Should the fileIdentifier match the file name? There is no rule in ISO that specifies a relationship between the fileIdentifier and the file name. It is, however, very convenient to have the file name available from within the record, particularly for supporting access to the file name when transforming the XML into HTML.

Managing ISO Metadata in a Database

Including identifiers in ISO metadata records gives metadata creators a mechanism for uniquely identifying metadata records and pieces of those records for the first time. The importance of unique identifiers is well known to people that use relational database management systems, they are the primary keys that identify items and make relationships possible. This is also becoming more important as metadata records are harvested into repositories like Geospatial One-Stop along multiple paths. There is no reliable way to identify duplicate records without an identifier in the actual record.
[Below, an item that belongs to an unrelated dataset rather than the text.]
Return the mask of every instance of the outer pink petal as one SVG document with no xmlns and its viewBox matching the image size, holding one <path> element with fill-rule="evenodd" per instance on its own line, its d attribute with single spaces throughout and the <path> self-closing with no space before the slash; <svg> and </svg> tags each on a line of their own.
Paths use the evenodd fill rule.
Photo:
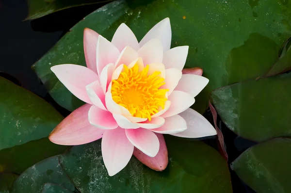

Serving Metadata With a REST web service

Number of Identifiers

The REST approach to web services is becoming more and more commonplace. The first principle of REST is “Give Everything an ID”. Given this principle, one measure of how “RESTful” a metadata standard might be is the number of id’s that are included in the standard. This compares the number of IDs included in four metadata standards. The original FGDC standard has none, the Directory Interchange Format (DIF) and the FGDC Remote Sensing Extensions (RSE) have one and the ISO 19115(-2) has 36.

These ids make it possible to reference many individual elements in an ISO metadata record directly, so the ISO standard is very compatible with a RESTful approach.